A modification of the proof of [17, Theorem 4.1] shows that for each \(n\ge 1\) there is a graph (and tournament) with vertex set \(\mathbb {Z}_p\) such that \(p=O(n2^n)\) satisfying the property \((*)_n\), where such a graph can be constructed from random Cayley graphs over \(\mathbb {Z}_p\). Since it is known that the Paley graph \(G_p\) has various properties that random Cayley graphs over \(\mathbb {Z}_p\) satisfy with high probability, we guess that in fact \(m_n=P_n=o(n^2 2^{2n})\). Although at present there seems to be no known direct approach toward this conjecture, it may be possible to obtain some supporting evidences by considering the following “random" graph, for example. Suppose that \(p\equiv 1 \pmod {4}\) is a prime and \(1/2\le q\le 1\) is a real number.
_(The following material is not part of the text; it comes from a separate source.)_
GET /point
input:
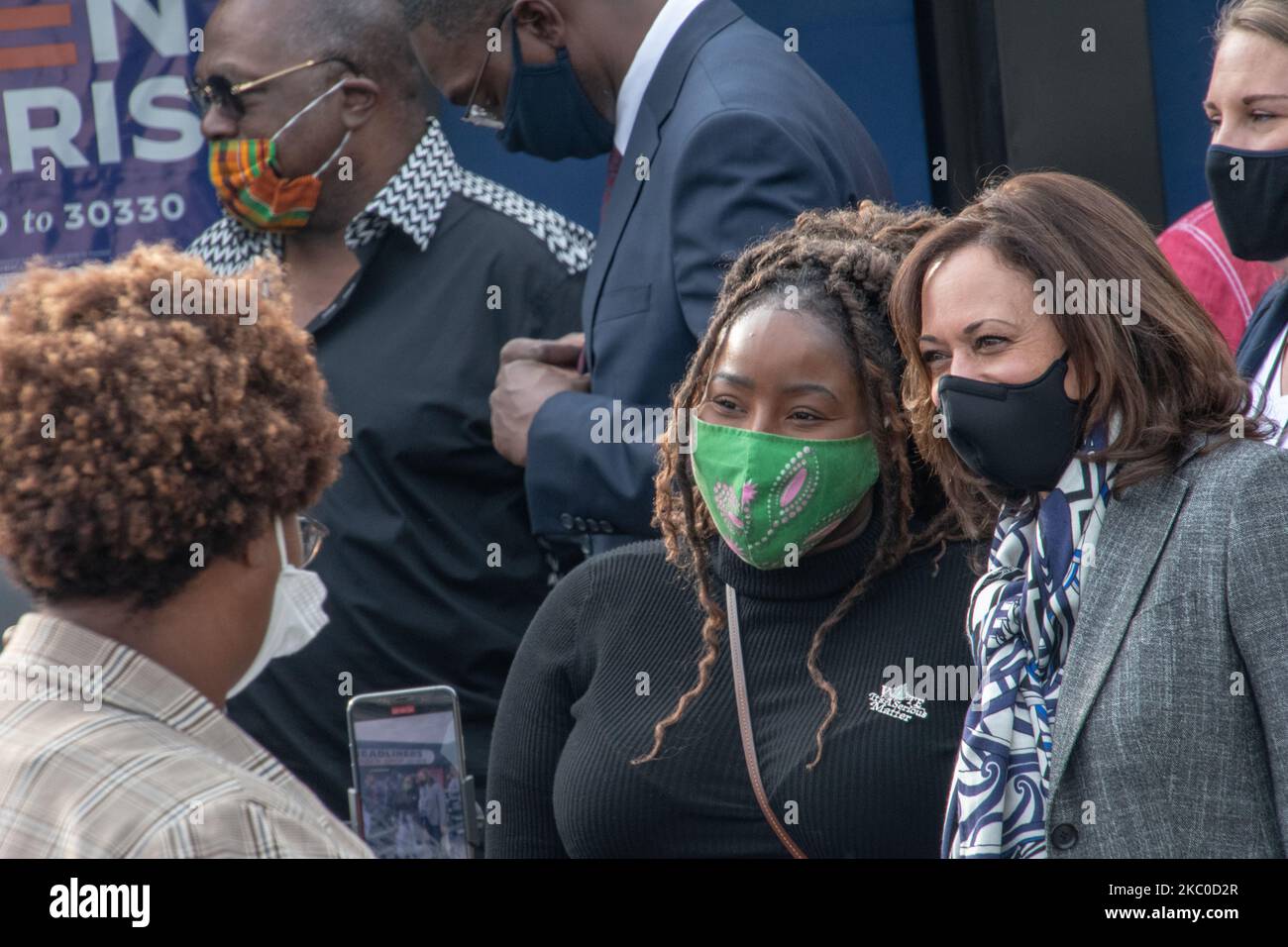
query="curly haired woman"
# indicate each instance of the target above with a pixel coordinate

Then the set \(\mathcal {R}_p\) can be partitioned into two non-empty sets \(\mathcal {R}_p^{+}\) and \(\mathcal {R}_p^{-}\) with same size such that \(\mathcal {R}_p^{-}=\{-r \mid r\in \mathcal {R}_p^{+}\}\). Then for each \(r \in \mathcal {R}_p^{+}\) choose a pair \(\{r, -r\}\) independently with probability q and form the set \(U_p \subseteq \mathcal {R}_p\) consisting of all chosen quadratic residues in \(\mathcal {R}_p^+\) and their additive inverses in \(\mathcal {R}_p^{-}\). Then construct a graph (denoted by \(G_p(q)\)) with vertex set \(\mathbb {Z}_p\) and connect two vertices x and y if and only if \(x-y \in U_p\). (A similar construction for primes \(p \equiv 3 \pmod {4}\) can be established as well.) Notice that \(G_p(q)\) is a spanning subgraph of \(G_p\), and the “closer” \(G_p(q)\) is to \(G_p\), the closer q is to 1 (in particular \(G_p(q)=G_p\) if \(q=1\)). We believe that for \(q=1-\varepsilon \) with any \(\varepsilon >0\) the probability that \(G_p(q)\) with \(p=o(n^22^{2n})\) has the property \((*)_n\) tends to 1 (as \(n\rightarrow \infty \)). At present it is possible to confirm this claim for \(q<3/4\). Indeed by the union bound the probability that \(G_p(q)\) does not have the property \((*)_n\) is at most \(2^n(1-(1-q)^n)^{p-n}\), which is o(1) if \(q<3/4\) and \(p=o(n^22^{2n})\).